A jigsaw or 6 inch diameter hole saw

Outdoor fabric, a sewing machine, and dry corn or beans

Create the frame by laying the 48 and 21 inch boards in a rectangle, with the 21 inch sections between the long boards.  Drive two screws through the end of the long board, into the short section to attach together.


Lay the plywood on top, lining it up with the edges, and secure either with screws or a pneumatic nailer.


Mark 9 inches from the top and centered on the width to cut the hole.  If you happen to have a 6 inch diameter hole saw, line the center up with that mark and drill through.  Since we didn’t have a hole saw, I found a coffee can lid, poked a screw through the center, and drilled that slightly in at my center mark.  Then I traced around the lid, removed it, and drilled a hole near the edge to get the jigsaw in.  Ben has a steadier hand with the jigsaw, so he cut the holes out.

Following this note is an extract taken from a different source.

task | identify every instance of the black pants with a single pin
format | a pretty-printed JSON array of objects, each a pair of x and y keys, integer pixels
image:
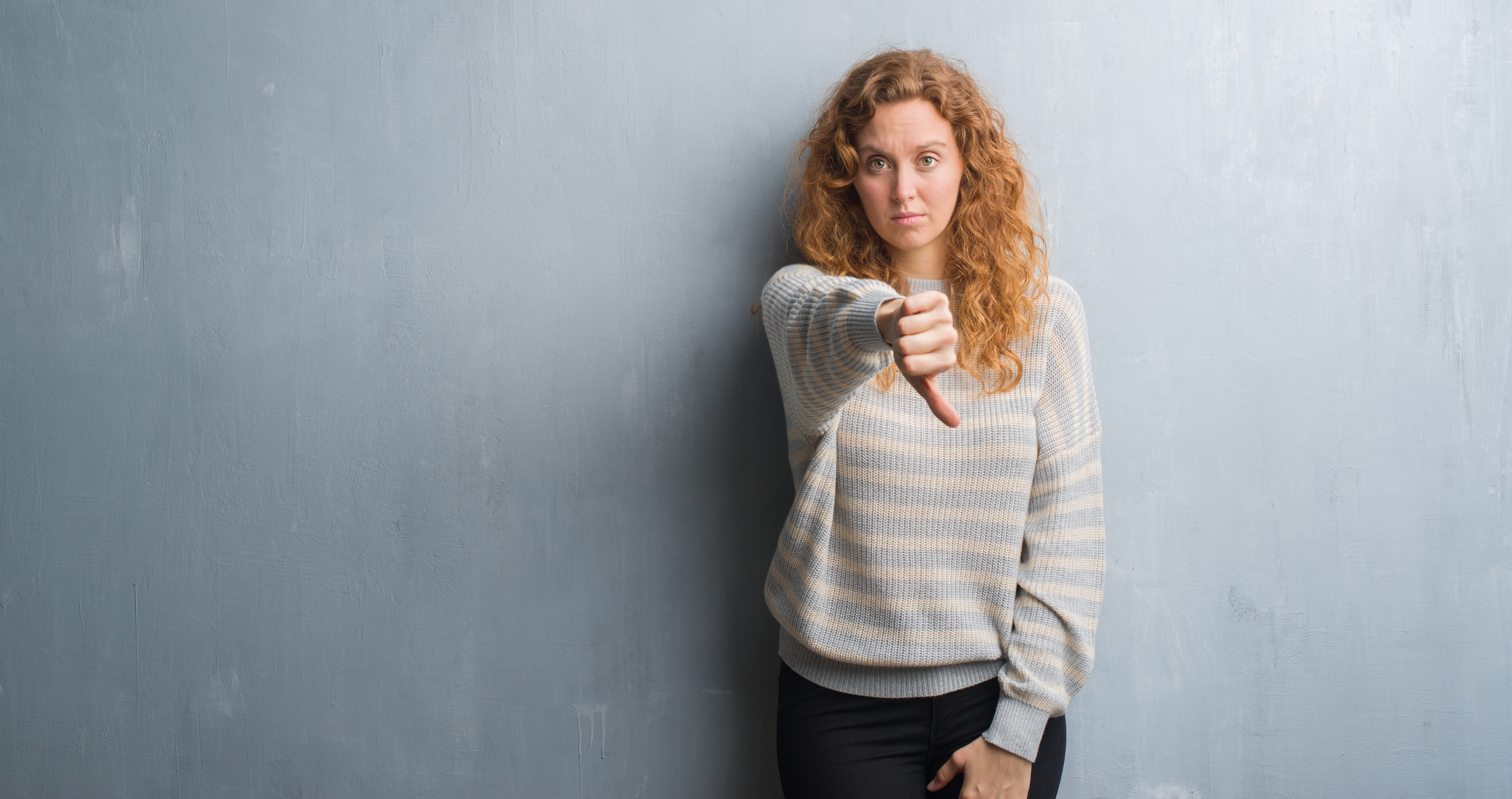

Next, it’s time to make the folding legs.  On each side, at the top of the board, measure 3 1/4 inches down from the frame top and centered on the 2 by 4 frame.  Do not include the 1/2 inch of plywood in your measurement.  Use the 5/8 inch paddle bit to punch a hole through the frame.  At the top of the 11 inch pieces, mark 1 3/4 inches down and centered on the width and drill through tat as well.


To allow the leg to turn, you’ll have to cut the corners off, leaving about a half-inch to 3/4 of flat at the top.  Don’t worry, it doesn’t have to look pretty, just allow the leg to easily fold in and out of the frame.  Once you’re happy with the movement, slide your washer on and tighten the nut.  For smoothness and longevity, we applied two coats of water based polyurethane to the top and sides.

The last step is creating eight tossing bags.  Use two different colors or fabrics, creating four of each kind.  If you want to sew with a half-inch margin, cut 7 1/2 inch squares, lay right sides together, and sew along three sides.  Fill each bag with just about 2 cups of corn (somewhere between 14 and 16 ounces is ideal) then sew the tops together.


Lay the boards out on a flat(ish) surface 27 feet apart, from front edges.  I scoot the boards closer when kids play, so that’s dependant on their throwing distance.



The legs allow easy removal of bags, but also allow the boards to store flat.


It’s been a big hit with the boys and their friends.  Set up and take down is quick, so it can be pulled out whenever they want to play, but provides hours of competitive fun.  Which gives me plenty of time to vacuum and clean the house in peace and quiet.